Ninkaku (仁覚)

Ninkaku (1045 - April 17, 1102) was a priest of the Tendai Sect during the latter part of the Heian period. He was the thirty-seventh Tendai-zasu (head priest of the Tendai sect). He is related to Murakami-Genji (Minamoto clan). He was the third son of MINAMOTO no Morofusa who was assigned to Tsuchimikado udaijin (minister of the right). His mother was FUJIWARA no Takako who was the first daughter of FUJIWARA no Michinaga. His brothers and sisters were Sadaijin (minister of the left) MINAMOTO no Toshifusa, udaijin (minister of the right) MINAMOTO no Akifusa, MINAMOTO no Reishi (a wife of FUJIWARA no Morosane) and so on. Dainagon (chief councilor of state) MINAMOTO no Morotada was his younger paternal half-brother. He was given the name Ichijobo as his go (byname).

He learned from Sojo (high-ranking Buddhist priest) Keihan, and was given kanjo (a ceremony to be the successor) from Tendai-zasu Myokai. In 1066 he was assigned to hogen (the second highest rank for Buddhist priests) and was promoted to gon daisozu (Junior prelate) in 1067. In March 1074, he was assigned to the regent of the Byodoin Temple and to hoin (the highest rank among Buddhist priests) in December in the same year, and was transferred to the zasu of the Hossho-ji Temple in 1077. In 1086 he was assigned as gon no sojo (a highest ranking priest, next to a sojo) and in 1091 he was promoted to Sojo (high-ranking Buddhist priest). In 1093 he was assigned to the thirty-seventh Tendai-zasu. In 1095 he was promoted to daisojo (a Buddhist priest of the highest order) and also put in charge of the betto (the superior of a temple) of the Shorenge-in Temple from 1096 and the zasu of the Hojo-ji Temple from 1098 at the same time. In 1100 he held a memorial service for the dead at the Butsugen-in Temple and was assigned to kengyo (temple or shrine administrator).
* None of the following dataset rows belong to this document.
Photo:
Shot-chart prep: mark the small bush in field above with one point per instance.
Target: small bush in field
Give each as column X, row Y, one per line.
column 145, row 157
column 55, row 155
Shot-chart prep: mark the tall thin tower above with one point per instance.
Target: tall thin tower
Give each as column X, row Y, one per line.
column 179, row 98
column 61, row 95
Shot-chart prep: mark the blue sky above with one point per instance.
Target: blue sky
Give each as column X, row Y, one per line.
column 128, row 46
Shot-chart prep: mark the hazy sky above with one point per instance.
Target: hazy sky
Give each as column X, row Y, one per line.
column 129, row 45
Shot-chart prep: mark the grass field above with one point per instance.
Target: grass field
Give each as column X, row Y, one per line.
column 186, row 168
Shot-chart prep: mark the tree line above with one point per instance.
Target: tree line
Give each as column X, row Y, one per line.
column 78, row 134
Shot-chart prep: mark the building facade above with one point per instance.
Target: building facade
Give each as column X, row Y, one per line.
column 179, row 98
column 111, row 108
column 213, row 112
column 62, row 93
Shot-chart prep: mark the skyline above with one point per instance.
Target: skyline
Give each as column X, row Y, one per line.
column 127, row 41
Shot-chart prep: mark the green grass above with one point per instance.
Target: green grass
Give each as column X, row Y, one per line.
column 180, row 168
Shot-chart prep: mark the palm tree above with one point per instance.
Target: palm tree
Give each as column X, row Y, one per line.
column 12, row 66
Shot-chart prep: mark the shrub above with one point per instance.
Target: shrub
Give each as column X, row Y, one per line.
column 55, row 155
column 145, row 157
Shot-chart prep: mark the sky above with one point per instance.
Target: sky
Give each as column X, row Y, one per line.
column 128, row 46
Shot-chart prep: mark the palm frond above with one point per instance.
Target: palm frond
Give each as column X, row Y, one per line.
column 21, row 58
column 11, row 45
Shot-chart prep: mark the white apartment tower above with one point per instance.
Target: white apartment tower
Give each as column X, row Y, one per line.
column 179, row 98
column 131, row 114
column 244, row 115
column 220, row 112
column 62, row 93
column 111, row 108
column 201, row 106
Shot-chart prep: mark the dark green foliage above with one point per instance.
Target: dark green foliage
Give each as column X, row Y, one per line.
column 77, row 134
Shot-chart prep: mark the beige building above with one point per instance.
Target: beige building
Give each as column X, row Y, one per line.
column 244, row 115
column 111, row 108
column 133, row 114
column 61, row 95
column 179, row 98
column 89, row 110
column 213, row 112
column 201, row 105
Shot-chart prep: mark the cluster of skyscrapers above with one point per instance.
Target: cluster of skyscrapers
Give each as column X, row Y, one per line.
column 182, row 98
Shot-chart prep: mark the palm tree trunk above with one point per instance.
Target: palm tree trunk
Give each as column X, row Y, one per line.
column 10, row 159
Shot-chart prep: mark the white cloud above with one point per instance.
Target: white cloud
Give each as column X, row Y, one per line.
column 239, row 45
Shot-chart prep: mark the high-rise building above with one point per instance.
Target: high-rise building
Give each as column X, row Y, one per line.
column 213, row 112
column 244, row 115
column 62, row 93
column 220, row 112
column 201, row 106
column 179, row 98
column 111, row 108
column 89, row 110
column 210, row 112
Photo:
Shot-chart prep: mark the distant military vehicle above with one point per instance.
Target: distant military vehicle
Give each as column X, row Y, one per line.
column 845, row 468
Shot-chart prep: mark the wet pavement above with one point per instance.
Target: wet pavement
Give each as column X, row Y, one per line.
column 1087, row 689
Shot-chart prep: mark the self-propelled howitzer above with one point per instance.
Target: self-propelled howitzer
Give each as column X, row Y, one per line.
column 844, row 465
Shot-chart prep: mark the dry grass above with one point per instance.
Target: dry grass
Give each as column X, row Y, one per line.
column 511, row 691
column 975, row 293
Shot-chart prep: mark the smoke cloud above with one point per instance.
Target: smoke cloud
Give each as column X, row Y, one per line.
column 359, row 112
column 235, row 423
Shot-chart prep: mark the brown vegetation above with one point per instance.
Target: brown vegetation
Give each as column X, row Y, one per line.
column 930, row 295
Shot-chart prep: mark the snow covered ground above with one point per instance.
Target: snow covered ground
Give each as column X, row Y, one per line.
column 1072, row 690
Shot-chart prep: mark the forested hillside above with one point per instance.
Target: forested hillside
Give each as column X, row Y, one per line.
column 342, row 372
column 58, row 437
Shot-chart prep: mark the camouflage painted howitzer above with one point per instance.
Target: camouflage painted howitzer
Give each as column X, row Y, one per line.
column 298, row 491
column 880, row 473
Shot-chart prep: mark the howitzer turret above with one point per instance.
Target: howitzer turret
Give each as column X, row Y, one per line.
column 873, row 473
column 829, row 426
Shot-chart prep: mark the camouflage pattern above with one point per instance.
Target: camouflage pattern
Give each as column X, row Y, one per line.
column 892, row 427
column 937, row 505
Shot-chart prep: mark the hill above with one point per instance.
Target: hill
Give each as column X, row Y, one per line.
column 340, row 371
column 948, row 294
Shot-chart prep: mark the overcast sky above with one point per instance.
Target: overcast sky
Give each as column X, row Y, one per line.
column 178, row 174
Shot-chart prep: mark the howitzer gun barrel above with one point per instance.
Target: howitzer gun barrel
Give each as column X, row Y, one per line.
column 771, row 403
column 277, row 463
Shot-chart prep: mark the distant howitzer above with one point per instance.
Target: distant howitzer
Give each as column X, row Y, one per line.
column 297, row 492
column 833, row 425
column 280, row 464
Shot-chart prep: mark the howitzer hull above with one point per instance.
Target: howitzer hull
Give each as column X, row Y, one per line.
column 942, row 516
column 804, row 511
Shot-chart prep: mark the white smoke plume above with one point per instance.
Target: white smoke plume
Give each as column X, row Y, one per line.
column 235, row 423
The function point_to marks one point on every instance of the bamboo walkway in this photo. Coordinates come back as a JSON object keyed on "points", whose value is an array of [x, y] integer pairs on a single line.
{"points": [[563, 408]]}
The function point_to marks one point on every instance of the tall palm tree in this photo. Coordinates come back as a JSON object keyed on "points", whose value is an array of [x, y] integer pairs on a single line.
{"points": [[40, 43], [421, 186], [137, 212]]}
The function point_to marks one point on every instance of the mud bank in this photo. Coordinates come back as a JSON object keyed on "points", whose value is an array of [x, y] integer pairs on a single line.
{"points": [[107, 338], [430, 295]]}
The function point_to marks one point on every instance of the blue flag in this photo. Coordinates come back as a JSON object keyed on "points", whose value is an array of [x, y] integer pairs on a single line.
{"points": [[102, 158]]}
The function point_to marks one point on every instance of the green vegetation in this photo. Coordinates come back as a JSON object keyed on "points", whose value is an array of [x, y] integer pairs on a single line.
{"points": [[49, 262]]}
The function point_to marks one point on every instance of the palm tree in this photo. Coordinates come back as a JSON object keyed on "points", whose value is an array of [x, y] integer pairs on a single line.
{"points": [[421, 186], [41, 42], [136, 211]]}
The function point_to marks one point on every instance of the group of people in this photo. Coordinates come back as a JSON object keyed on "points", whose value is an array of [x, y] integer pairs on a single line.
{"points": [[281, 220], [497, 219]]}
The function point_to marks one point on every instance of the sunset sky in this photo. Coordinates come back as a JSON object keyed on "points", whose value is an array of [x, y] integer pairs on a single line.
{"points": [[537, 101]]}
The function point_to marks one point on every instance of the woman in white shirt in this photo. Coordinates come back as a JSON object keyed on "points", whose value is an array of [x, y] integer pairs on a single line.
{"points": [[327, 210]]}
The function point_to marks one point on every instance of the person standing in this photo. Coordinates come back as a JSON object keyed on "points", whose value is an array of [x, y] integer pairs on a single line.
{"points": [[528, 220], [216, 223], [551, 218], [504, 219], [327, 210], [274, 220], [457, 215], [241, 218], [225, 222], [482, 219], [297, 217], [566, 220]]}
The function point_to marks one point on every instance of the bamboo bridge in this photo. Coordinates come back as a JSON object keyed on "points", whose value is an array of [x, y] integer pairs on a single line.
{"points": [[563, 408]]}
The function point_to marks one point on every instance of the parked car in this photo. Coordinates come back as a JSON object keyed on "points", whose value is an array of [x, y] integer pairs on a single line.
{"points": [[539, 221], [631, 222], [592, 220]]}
In January 1102 when his sister Reishi became a priestess, he was put in charge of kaishi (the priest who imparts the Buddhist commandments), but he entered nirvana because of a coughing disease at Tsuchimikado-dai residence at the age of fifty-eight on April 24 during the same year. He was buried at the Rendaibe grave in accordance with his will. He showed good performance in the methods of esoteric Buddhism, among which Shijokoho (way of prayer), anchin-ho (an esoteric rite for achieving peace and security of the state or of a new home), Shichibutsu yakushi ho (the method of the Yakushi and other six related wise men used for a long life, health and a safe delivery) and a prayer for curing the disease of Emperor Horikawa were known. At the time of the Ninkaku's death, FUJIWARA no Munetada said that 'he knew well about the mantra and especially efficacious methods in esoteric Buddhism. It is a real pity that he passed away suddenly. Not only the Emperor (Emperor Horikawa) but also all his family are mourning.' (in the section of March 28 in 'Chuyu-ki dairy').

His waka (a traditional Japanese poem of thirty-one syllables) was selected for 'Kinyo wakashu' (Kinyo Collection of Japanese poems) (No.632).